Fishing in the lesbian internet dating goldfish bowl

I have done more internet dating than anybody should ever have to in their whole life.

I’ve gone with serious profiles (forget it), poems as profiles (lots of interest but rarely suitable) and funny but slightly obscure profiles (if they don’t get it, well, reality is we won’t get on anyway).

Suffice to say none of these has been staggeringly successful . In fact the most successful was much more of a cut to the chase quick meet off a site which  might as well have been called fancyashag.com, which ended up lasting a year. I’ve met them all- all fellas, all shapes and sizes, with increasing desperation at the futility of it all. 

The thing about internet dating is that it’s so throwaway. Quick look. No? Flick. Next. No. Flick. You don’t know them. They’re not people, just commodities to browse like an estate agents window .   There are hundreds, thousands more . Meet one in the flesh and your fate is decided  in the first two minutes. Not perfect? Hundreds more to try. Flick. Flick. Flick. 

Embarking on internet dating lesbian style,  it’s a different game. Profiles number in the hundreds not the thousands, and only a handful realistically in the running. It became abundantly clear that you  can’t afford to chuck people away for spurious reasons  – there just aren’t enough of them.

The question  was how to approach it. First off, the crucial matter of photos. I settle eventually on me looking intrepid half way up a mountain, me looking cultured  at historic sites of interest, and me in a dress looking quite hot actually if you don’t mind me saying so, just so you know yes I sometimes wear a dress. Right. Well that took about four hours longer than it was supposed to. 

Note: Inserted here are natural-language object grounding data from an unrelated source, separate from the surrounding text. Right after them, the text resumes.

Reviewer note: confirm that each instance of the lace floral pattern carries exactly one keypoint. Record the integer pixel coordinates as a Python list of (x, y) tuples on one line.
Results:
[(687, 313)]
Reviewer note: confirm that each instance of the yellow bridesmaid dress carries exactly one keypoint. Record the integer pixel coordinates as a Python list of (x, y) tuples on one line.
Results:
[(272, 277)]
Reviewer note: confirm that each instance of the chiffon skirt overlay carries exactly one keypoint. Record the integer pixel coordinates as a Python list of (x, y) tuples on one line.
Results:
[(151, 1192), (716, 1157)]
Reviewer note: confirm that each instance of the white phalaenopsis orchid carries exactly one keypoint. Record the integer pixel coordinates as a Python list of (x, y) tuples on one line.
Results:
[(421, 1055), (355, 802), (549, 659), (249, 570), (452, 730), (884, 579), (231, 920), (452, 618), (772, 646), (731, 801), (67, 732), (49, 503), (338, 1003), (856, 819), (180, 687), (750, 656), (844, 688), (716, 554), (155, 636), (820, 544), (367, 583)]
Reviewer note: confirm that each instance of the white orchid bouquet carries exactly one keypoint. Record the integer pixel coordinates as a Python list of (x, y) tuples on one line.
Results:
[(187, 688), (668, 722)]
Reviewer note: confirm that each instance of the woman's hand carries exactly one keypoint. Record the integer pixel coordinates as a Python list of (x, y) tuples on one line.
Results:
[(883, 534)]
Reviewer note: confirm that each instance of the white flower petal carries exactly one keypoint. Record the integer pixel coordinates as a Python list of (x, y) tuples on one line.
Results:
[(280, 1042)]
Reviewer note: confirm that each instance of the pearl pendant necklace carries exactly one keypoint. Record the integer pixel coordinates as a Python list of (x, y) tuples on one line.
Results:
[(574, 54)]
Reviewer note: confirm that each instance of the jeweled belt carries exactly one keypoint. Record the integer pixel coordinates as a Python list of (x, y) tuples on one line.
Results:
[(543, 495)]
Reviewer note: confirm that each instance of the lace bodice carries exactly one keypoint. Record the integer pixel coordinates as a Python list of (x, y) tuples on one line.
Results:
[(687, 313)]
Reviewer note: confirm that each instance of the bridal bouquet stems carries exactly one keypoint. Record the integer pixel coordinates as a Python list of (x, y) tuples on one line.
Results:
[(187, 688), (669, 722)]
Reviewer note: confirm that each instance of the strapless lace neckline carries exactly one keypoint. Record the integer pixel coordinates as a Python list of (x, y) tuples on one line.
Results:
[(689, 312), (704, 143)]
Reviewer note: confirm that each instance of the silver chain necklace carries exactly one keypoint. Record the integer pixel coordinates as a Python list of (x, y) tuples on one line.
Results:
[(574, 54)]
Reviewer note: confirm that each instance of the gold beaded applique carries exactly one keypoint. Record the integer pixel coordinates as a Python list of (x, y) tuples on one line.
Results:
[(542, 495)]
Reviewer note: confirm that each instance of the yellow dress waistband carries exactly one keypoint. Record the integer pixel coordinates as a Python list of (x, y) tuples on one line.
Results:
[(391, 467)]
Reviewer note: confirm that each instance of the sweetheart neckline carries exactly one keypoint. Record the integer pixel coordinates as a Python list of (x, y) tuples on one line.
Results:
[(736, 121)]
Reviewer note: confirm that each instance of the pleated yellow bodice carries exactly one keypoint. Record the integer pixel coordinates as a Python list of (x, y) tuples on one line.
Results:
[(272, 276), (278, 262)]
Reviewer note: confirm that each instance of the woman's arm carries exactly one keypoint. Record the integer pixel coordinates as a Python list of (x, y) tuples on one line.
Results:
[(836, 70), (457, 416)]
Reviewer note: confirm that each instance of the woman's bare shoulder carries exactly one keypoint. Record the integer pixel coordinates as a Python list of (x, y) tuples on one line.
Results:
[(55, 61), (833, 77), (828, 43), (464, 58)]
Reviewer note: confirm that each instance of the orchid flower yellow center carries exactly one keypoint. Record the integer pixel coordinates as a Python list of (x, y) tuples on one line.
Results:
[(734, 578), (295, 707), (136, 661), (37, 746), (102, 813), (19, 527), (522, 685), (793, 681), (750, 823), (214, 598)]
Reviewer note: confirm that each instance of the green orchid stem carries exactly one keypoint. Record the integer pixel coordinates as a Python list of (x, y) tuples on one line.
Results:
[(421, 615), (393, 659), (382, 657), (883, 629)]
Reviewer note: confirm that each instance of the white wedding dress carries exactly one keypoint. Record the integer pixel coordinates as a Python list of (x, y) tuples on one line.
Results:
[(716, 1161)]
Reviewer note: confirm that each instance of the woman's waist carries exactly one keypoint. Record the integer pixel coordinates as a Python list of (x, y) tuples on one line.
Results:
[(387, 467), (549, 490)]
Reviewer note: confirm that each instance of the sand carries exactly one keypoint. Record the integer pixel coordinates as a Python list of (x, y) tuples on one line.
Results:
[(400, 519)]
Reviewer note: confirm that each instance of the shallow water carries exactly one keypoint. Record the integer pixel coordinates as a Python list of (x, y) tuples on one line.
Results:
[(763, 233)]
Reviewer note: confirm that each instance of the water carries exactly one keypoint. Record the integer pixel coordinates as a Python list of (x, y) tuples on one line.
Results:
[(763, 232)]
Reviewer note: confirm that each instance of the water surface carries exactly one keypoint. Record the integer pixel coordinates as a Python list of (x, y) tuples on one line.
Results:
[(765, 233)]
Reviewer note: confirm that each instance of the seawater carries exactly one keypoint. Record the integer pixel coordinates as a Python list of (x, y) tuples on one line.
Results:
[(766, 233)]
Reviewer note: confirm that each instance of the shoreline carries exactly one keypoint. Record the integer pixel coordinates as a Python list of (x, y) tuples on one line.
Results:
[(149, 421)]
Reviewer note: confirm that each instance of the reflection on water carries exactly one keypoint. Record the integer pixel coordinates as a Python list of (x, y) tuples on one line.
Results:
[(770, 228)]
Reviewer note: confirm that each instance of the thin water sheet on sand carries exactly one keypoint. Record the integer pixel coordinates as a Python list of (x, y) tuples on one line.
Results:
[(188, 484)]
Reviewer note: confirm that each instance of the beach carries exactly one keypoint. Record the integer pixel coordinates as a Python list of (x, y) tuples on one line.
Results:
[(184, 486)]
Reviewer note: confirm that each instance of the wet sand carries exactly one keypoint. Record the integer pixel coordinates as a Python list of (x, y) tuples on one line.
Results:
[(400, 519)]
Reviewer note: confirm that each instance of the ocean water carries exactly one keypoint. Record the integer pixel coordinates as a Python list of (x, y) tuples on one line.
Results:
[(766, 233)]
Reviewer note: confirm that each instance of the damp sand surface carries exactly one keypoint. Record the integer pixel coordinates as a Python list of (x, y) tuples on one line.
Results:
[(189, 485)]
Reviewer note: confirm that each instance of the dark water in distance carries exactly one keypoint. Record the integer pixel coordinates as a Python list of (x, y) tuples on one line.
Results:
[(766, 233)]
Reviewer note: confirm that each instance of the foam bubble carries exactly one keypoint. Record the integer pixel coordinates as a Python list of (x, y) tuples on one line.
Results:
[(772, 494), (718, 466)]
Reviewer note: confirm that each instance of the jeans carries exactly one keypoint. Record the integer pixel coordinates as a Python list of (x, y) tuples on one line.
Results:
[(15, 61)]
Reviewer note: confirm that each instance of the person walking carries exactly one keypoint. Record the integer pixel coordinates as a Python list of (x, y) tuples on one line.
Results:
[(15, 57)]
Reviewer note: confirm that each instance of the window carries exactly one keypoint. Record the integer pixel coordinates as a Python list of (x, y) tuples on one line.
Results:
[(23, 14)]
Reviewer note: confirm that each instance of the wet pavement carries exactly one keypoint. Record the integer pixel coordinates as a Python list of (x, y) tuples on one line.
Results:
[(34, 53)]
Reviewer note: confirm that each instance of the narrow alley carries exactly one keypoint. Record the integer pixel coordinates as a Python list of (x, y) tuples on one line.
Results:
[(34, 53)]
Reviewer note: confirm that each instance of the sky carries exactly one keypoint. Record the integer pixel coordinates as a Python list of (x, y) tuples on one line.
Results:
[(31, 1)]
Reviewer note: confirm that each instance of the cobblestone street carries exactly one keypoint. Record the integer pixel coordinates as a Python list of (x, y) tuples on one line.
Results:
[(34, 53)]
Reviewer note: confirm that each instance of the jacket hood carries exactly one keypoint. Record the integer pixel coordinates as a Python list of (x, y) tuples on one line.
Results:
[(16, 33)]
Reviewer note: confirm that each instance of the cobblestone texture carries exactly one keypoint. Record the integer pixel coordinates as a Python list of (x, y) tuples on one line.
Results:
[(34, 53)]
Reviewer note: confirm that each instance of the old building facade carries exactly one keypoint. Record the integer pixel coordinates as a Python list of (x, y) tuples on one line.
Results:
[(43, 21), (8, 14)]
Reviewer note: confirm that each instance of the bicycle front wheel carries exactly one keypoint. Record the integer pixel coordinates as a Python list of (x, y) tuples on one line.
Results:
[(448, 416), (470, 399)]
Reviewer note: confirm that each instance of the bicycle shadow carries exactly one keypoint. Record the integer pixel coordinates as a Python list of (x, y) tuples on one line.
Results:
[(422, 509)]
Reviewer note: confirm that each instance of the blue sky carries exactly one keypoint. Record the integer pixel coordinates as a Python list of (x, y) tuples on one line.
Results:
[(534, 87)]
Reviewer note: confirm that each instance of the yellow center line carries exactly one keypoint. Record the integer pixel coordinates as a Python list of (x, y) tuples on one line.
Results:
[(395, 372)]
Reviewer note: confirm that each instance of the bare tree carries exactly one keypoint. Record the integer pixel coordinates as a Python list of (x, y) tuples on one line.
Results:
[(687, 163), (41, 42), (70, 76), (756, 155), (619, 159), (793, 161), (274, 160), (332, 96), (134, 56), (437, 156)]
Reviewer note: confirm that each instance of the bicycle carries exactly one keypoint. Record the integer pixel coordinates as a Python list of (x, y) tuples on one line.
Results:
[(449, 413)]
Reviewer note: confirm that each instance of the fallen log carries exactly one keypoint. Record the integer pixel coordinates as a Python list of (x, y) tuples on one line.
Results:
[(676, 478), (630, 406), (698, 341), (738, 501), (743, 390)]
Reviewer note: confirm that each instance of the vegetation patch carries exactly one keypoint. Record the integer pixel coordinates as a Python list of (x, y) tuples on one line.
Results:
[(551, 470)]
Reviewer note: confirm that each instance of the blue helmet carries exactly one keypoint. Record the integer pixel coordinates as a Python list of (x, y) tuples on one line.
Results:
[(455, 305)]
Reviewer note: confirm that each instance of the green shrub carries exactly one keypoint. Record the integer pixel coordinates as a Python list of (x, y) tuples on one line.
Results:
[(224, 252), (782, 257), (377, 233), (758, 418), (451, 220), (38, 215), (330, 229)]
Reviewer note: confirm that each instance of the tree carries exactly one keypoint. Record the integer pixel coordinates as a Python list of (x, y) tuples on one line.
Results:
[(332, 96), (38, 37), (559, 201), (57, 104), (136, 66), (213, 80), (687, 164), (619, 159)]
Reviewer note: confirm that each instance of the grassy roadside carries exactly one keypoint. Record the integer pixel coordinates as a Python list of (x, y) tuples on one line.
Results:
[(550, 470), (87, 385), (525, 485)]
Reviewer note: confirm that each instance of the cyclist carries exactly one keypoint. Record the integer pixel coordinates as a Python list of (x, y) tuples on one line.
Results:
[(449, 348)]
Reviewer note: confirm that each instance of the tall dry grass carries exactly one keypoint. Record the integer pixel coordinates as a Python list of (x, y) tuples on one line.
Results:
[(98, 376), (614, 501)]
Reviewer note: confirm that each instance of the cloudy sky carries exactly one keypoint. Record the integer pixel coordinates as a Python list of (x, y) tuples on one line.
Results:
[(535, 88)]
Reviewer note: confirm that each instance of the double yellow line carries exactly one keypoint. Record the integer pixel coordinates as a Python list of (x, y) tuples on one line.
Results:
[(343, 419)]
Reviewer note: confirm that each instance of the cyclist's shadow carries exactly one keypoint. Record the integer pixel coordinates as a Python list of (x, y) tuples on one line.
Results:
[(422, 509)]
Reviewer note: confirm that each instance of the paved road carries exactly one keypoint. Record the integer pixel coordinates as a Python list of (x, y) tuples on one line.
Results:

Then the words. First try- too flippant. Next one, too wordy. Keep it short, keep it witty I thought. Pique their interest. Come into my parlour said the spider to the fly – come, come, my pretty. 

Finally, five versions later, unleashed upon the world I winked,  smiled and fairly regularly hid.

In the big heterosexual internet pond there is always another. Flick flick flick. In the small lesbian goldfish bowl, even in one of the biggest and most diverse cities on the planet, you can’t afford to be throwing any of the decent ones back in. 

It worked. I think I hooked a good one. I can’t remember who winked first but we’ve  reeled each other in nicely. Enough fishing analogies? Perhaps. 

I take it back, internet. Not as futile as I thought.